この傾向が一層強まるのは、1941年に農業生産統制令が公布されて以降です。青森のリンゴ地帯や房総の花農家でお聞きした話は、今も頭に残っています。
1943年のこと、場所は、背後に岩木山を控えた津軽平野の村、当時船沢村といった。6月、田植えとリンゴの袋かけが重なり、農家は急がなければならない袋かけを優先した。その翌日、警官隊が村を急襲、農民約30人を生産統制令違反で検挙した。
◆そのうち有機農業も「非国民」に
この事件は地元の新聞『東奥日報』でも、「田植えせず林檎の袋かけ」という見出しでかなり大きく取り上げられています。

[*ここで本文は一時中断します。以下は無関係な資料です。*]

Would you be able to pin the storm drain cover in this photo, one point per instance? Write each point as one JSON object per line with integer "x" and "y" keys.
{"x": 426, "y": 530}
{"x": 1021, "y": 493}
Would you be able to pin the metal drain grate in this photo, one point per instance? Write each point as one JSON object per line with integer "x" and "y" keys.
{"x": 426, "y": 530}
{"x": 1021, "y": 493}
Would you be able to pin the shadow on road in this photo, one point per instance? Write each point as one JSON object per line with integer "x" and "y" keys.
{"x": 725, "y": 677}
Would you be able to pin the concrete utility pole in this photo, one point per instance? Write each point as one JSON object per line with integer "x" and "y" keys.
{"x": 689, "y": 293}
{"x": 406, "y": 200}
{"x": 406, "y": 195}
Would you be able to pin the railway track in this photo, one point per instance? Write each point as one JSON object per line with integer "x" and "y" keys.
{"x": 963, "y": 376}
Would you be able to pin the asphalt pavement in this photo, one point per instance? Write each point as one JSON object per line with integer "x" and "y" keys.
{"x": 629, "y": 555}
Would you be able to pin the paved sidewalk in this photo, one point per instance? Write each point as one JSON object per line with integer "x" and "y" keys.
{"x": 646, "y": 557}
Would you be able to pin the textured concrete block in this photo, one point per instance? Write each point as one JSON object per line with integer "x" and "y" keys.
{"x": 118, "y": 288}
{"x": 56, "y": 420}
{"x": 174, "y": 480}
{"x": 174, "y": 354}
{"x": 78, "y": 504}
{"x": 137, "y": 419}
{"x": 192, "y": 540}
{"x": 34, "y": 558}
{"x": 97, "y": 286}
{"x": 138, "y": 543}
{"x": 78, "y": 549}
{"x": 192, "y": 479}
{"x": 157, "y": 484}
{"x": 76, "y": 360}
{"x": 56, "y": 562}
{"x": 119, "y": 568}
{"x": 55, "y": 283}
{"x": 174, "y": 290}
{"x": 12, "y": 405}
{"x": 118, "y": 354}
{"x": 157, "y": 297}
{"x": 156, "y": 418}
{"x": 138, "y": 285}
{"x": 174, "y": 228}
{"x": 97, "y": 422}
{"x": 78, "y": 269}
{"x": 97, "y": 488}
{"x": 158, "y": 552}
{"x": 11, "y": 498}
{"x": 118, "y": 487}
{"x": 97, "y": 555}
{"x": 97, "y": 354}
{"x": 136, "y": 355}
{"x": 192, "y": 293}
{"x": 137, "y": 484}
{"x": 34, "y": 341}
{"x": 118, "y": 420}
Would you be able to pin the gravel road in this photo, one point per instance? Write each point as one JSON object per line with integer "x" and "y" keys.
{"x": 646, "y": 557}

この事件が起こる伏線はありました。この年3月、青森県は、農業生産統制令に基づいて新植リンゴ約1000町歩の伐採を勧奨していました。
戦前から花栽培が盛んだった房総半島では、花の苗や球根の焼却や栽培中の花の抜き取りが強制されました。花づくりが再開できる時がきたら植えようと、畑の隅に残した苗や球根も見逃してはくれなかったということでした。それでも房総の花農家は、誰も来ない山の奥に球根を植えて隠れ栽培をして大事な種苗を守ったという話も伝えられています。
戦争は、農業生産の自由さえ農家から奪いました。以前、有機農業を志す若者に、平和が壊れたら有機農業なんて生産性の上がらない農業をやっていたら刑務所行きになるぞ、と半ば冗談でいたことがあります。集団的自衛権容認で、冗談が冗談でなくなりそうです。食の安全もまた平和のたまものなのだなちつくづく思います。
いま農的生活をめざして村に入る若者が、少しですが出てきています。目指すのは有機農業です。そんな若者たちに伝えたいと思って、再録しました。